Die Besucher drängten sich in seinem Büro, an dessen Wand die Namen der beim Erdbeben in Sichuan 2008 verstorbenen Schulkinder geheftet waren; sie ließen sich seine Werke im Studio nebenan zeigen oder interviewten ihn an einem gewaltigen Holztisch. Stets spielten ein paar Katzen im Hof des aus grauen Backsteinen errichteten Komplexes, ständig klingelte irgendwo ein Telefon.

Doch seit der Nacht des 23. Juni, als Ai Weiwei aus einem dunklen Wagen stieg und den wartenden Journalisten erklärte, dass er nicht mehr mit ihnen reden dürfe, herrscht Ruhe vor und auf dem Grundstück. Die Polizei macht sein Schweigen zur Bedingung dafür, dass sie ihn nach mehr als sechswöchiger Haft wieder nach Hause zurückkehren ließ: keine Interviews, keine Blogs, keine Nachrichten auf Twitter. Andernfalls werde er wieder von seiner Familie getrennt und dürfe auch seinen zweieinhalbjährigen Sohn Ai Lao nicht mehr sehen.
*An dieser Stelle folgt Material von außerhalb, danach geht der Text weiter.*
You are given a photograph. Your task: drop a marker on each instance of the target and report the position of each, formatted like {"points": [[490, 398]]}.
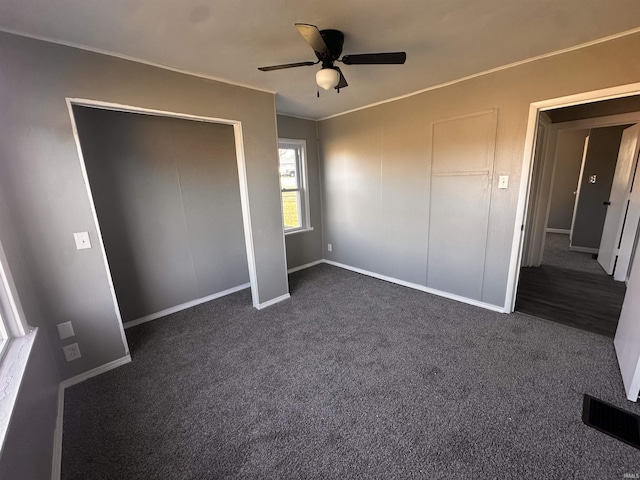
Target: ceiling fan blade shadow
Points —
{"points": [[286, 65], [312, 36], [342, 83], [389, 58]]}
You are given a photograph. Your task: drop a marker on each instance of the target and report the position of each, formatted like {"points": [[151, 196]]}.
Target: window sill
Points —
{"points": [[302, 230], [12, 368]]}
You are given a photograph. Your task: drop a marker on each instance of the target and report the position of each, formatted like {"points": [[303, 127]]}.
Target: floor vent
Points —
{"points": [[611, 420]]}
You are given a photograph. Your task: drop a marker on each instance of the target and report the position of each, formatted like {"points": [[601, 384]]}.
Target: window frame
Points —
{"points": [[300, 147], [12, 324]]}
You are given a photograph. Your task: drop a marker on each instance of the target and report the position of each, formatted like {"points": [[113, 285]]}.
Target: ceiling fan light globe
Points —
{"points": [[327, 78]]}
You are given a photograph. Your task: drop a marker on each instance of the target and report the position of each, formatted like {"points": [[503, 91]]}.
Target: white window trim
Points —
{"points": [[301, 161]]}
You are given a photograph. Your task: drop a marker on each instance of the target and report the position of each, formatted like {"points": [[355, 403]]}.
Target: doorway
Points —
{"points": [[615, 106], [142, 167], [562, 280]]}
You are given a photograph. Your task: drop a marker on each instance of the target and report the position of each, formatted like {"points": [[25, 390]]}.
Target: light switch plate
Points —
{"points": [[65, 330], [82, 240], [71, 352]]}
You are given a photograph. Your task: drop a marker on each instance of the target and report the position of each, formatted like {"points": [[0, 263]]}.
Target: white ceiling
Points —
{"points": [[445, 40]]}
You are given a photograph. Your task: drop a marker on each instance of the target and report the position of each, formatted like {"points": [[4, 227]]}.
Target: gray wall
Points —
{"points": [[41, 179], [568, 158], [168, 201], [602, 154], [376, 166], [305, 247]]}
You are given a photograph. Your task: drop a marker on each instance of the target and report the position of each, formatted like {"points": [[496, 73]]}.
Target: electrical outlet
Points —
{"points": [[65, 330], [82, 240], [71, 352]]}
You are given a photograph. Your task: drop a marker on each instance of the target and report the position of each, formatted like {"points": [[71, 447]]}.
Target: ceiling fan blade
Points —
{"points": [[342, 82], [390, 58], [312, 36], [286, 65]]}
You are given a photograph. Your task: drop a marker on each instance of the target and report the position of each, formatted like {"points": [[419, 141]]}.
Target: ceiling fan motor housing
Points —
{"points": [[334, 39]]}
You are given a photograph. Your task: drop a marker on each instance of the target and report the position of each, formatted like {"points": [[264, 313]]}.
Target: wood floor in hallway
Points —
{"points": [[587, 301]]}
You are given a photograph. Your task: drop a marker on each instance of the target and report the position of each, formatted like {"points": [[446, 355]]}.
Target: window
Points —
{"points": [[11, 313], [293, 184]]}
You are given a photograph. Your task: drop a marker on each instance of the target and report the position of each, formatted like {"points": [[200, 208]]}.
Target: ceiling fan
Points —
{"points": [[327, 45]]}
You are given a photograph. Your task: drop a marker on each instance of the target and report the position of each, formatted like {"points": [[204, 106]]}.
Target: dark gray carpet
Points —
{"points": [[351, 378], [557, 254]]}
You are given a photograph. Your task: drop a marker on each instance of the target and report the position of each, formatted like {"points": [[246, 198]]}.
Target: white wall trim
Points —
{"points": [[306, 265], [493, 70], [525, 177], [583, 249], [96, 371], [133, 59], [273, 301], [184, 306], [57, 435], [416, 286]]}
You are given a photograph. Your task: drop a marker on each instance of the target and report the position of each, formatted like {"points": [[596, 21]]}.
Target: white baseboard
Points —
{"points": [[273, 301], [583, 249], [306, 265], [57, 435], [184, 306], [470, 301]]}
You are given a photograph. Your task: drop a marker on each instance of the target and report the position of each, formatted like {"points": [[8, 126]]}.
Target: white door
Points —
{"points": [[618, 198], [627, 339], [629, 233]]}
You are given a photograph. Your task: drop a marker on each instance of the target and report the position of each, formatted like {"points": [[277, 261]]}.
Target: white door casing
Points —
{"points": [[629, 230], [627, 339], [618, 198]]}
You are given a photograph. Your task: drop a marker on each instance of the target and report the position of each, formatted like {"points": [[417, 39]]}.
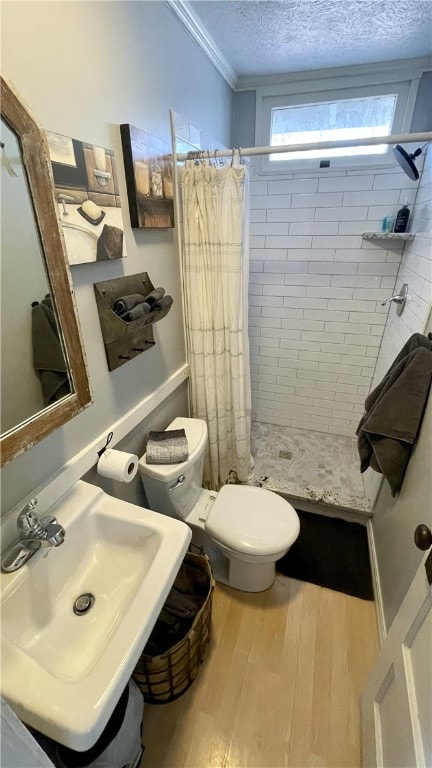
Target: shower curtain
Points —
{"points": [[215, 280]]}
Ai Weiweis Freunde stehen unter Druck

Das erzwungene Schweigen trifft nicht den Künstler allein. Auch Mitarbeiter und Kollegen, stehen stark unter Druck. So wie der junge Mann, der sich gerade in einem Pekinger Café von seinen Freunden verabschiedet. Die Polizei hat ihn aufgefordert, sich eine andere Wohnung zu suchen und sich fortan von Ai Weiweis Adresse fernzuhalten: "Sie haben mir zwei Tage Zeit gegeben", berichtet er, "sonst würden sie mir den ganzen Kram vor die Tür setzen." Sein Vergehen: Kurz nach dem Verschwinden Ais im April hatte der junge Mann per Internet dazu aufgerufen, sich aus Protest schweigend unter freiem Himmel zu versammeln und "die Sonne zu genießen".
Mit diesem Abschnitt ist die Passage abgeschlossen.